Large adequately powered prospective studies are required and should include as a minimum, investigation of the association between baseline disability, age, duration of shoulder symptoms and range of shoulder flexion with functional outcome. Inclusion of the additional significant prognostic factors identified on multiple regression analysis or equivalent by the nine studies presented within this review should also be considered given the possibility of a type II error in some of these studies. Eligibility criteria should apply to somatic as well as radicular referral of pain from the cervical spine as the primary source of symptoms. Given the common omission of any detail of concurrent pain from other sources in the affected upper quadrant, it would be appropriate to include this as a possible predictive factor. Given the poor reliability of shoulder classification systems based on diagnostic labels and the poor correlation between structural pathology and clinical presentation, eligibility criteria should be based upon patient characteristics and reproducible baseline data. Exercise adherence, treatment attendance and whether or not participants have completed the full course physiotherapy should be recorded as these have been demonstrated to have a significant effect on treatment outcome. Comparisons should be made between participants available and not available for follow up and the results should inform the final analysis. Information about patients who are eligible and have been invited to take part in a study but have not consented will be absent or limited at best. However the proportion of eligible patients who were asked and agreed compared to those who did not agree to take part should be stated and for those factors on which data may be available, differences stated. As well as predictors for participants who will improve with physiotherapy, analysis should include predictors for those whose shoulder symptoms may worsen during physiotherapy.

Conclusion

Associations between prognostic factors and outcome were often inconsistent between studies.

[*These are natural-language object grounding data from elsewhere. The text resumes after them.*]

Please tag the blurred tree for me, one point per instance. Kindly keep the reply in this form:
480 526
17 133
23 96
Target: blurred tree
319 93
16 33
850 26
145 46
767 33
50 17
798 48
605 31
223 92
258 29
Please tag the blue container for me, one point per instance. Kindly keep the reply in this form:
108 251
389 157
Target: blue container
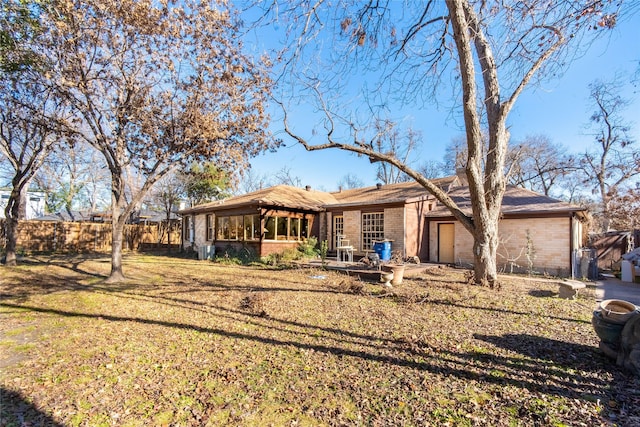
383 249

This may be reflective of a type II error or heterogeneity on a number of levels including treatment selection, adherence or outcome measure. Only two baseline prognostic factors consistently demonstrated anassociation with outcome in two or more studies; duration of shoulder pain and baseline function.

Decisions based on prognostic factors may be clinically more useful given the poor reliability of shoulder sub-categorization based on diagnostic labels. Prior to developing a predictive model for the outcome of physiotherapy treatment for shoulder pain, a large adequately powered cohort study is required in which a broad range of prognostic factors are incorporated.